それでも魔導砲にばかり意識を割いたのは散漫に過ぎない。
壁越しでも放たれる強烈な一撃が、眼を曇らせた。
視界から消えたシンが、本当に隠したかったものを見誤っていた。
「終わりだ」
シンは仰向けのアンダルが絡まった縄を力の限り引き付ける。
右脚が持ち上がったまま、アンダルの身体はシンの元へと寄せられていく。
「まだ終わりじゃねえぞ!」
こんな間抜けな体勢では終われないと、アンダルは抵抗を試みる。
指先に魔力を集め、咄嗟に炎の魔術で高熱を生み出す。
魔導砲から伸びている縄は、感覚からして水の魔術付与が施されている。
高熱を以て蒸発させてしまえば、抜け出す事は可能だと判断した。
シンが手繰り寄せるよりも早く、アンダルは自分の足首に巻き付いた縄を蒸発させる。
自由となった右足を勢いよく振り下ろし、そのまま反動で自らの身体を起こした。
「どうだ、シン!」
「終わりなのは、変わらない」
再び視線を交差させるシンとアンダル。
戦いはこれからだと主張するアンダルとは対照的に、終わりだと主張するシンは魔導砲の銃口をアンダルへと向けていた。

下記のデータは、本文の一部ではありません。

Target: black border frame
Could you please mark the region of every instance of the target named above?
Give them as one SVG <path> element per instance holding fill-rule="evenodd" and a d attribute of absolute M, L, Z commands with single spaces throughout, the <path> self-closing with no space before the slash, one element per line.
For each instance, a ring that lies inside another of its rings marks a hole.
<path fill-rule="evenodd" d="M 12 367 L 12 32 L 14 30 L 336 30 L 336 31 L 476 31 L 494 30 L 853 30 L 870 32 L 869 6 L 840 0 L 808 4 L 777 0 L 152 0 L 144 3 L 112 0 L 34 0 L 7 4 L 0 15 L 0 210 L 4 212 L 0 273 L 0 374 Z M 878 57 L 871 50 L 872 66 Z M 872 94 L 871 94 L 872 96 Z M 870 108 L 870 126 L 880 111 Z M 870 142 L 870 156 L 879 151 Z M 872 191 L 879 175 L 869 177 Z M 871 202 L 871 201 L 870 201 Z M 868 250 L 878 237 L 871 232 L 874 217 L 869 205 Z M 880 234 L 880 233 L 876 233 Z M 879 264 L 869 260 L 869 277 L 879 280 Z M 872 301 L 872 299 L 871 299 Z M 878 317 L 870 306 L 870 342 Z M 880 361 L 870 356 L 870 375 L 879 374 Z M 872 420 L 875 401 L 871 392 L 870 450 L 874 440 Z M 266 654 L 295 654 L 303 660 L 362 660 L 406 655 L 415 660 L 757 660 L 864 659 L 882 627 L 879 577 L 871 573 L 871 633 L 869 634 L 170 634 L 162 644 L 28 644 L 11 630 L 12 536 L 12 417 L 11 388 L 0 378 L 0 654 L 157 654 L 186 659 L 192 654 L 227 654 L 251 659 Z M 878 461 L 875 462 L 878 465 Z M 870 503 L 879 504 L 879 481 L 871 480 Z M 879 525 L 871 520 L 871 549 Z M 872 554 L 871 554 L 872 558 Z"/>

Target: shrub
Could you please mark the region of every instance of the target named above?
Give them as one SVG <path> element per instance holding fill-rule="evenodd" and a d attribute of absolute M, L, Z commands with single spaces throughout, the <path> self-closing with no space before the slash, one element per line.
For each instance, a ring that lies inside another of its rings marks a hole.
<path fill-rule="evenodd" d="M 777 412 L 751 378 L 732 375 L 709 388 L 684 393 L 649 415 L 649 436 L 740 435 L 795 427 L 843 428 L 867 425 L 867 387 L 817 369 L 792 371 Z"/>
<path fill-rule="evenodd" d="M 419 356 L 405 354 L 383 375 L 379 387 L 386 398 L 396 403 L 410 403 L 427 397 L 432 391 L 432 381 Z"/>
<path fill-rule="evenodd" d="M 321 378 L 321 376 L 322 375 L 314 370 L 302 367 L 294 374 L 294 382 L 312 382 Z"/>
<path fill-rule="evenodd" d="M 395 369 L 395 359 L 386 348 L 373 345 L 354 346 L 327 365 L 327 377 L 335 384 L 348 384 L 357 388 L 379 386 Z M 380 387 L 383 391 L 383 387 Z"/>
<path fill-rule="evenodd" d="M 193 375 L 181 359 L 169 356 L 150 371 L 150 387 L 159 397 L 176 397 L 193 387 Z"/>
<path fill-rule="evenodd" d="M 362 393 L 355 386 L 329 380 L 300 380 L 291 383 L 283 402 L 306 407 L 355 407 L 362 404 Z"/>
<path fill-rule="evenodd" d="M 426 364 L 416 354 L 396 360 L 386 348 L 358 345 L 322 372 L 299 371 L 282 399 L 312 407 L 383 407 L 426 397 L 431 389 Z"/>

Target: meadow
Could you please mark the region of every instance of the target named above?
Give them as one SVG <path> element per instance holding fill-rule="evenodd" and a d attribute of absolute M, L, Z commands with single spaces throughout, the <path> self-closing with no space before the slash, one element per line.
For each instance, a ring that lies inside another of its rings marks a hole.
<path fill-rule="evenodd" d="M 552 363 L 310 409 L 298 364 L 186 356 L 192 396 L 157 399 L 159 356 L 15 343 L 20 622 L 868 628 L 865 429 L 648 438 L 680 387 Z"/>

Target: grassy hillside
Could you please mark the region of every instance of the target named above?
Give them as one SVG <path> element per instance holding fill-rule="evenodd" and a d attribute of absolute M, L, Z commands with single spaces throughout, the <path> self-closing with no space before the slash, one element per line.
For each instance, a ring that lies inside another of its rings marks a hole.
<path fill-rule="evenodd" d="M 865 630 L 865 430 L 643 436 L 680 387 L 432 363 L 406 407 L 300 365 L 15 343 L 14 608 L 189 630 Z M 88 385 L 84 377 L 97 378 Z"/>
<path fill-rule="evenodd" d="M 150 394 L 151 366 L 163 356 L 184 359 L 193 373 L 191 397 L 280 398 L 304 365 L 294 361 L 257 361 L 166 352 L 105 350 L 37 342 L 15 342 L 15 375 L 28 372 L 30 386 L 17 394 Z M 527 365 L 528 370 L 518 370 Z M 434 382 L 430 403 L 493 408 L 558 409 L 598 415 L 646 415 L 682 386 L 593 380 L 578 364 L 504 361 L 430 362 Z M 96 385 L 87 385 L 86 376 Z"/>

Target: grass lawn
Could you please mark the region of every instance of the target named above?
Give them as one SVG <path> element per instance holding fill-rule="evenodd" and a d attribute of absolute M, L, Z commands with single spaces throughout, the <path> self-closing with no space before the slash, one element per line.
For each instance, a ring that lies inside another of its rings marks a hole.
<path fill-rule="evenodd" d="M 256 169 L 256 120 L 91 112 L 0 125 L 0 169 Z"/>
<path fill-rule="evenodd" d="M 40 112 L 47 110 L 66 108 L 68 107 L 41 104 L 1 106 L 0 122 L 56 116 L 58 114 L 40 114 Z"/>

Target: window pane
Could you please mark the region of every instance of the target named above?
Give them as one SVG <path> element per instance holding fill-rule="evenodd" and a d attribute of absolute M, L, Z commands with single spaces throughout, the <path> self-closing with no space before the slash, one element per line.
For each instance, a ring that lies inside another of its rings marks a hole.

アンダルによって焼き切られてしまっても、縄はシンの手元へと引き寄せられる。
むしろ、それこそが彼の狙いでもあった。
弾倉ごと魔導砲に巻きつけられた縄は、引き寄せられると同時に回転を始める。
それはアンダルがシンへ向かった空気の塊に宿っている魔力を吸着し、充填をしていく。
実弾を放つ魔導弾では、吸い取り切れない空気の塊によって軌道が逸らされてしまう。
魔導砲による疑似魔術があってこそ、この戦いに決着をつける事が出来る。
「――ああ、そうか。儂が焼き切る所まで想定済みだったってことか」
自分より一手速く攻撃の体勢に移っていたシンを前にして、アンダルは苦笑をした。
弾倉を回転させるという工程を、自分にさせたのだ。
最後の攻防はシンの想像力が、自分の想像力を完全に上回ったという証明でもあった。
これがもし、本物のアンダル・ハートニアであるならば。
数多の危機を乗り越えた、百戦錬磨の冒険者であるならば。
シンの細工に気付いていただろうか。気付いた上で尚、上回っただろうか。
眼前に立つ男を偽物だと断ずるシンにとって、納得のいく答えは得られそうにもない。
そして、アンダルにとっても結末は気持ちのいいものではない。
これがシンとアンダルの個人的な決闘であれば、後は彼に討たれるだけだっただろう。
それを許さないのは、自分を再び大地に立たせた『憤怒』の男。
彼から発せられる命令が、アンダルに最後の悪足掻きを強制する。
「シン、勝負はお前の勝ちだ。けど、逝くのは一緒だぜ」
「――っ!」
アンダルの言葉が嘘ではないと、シンは本能で察した。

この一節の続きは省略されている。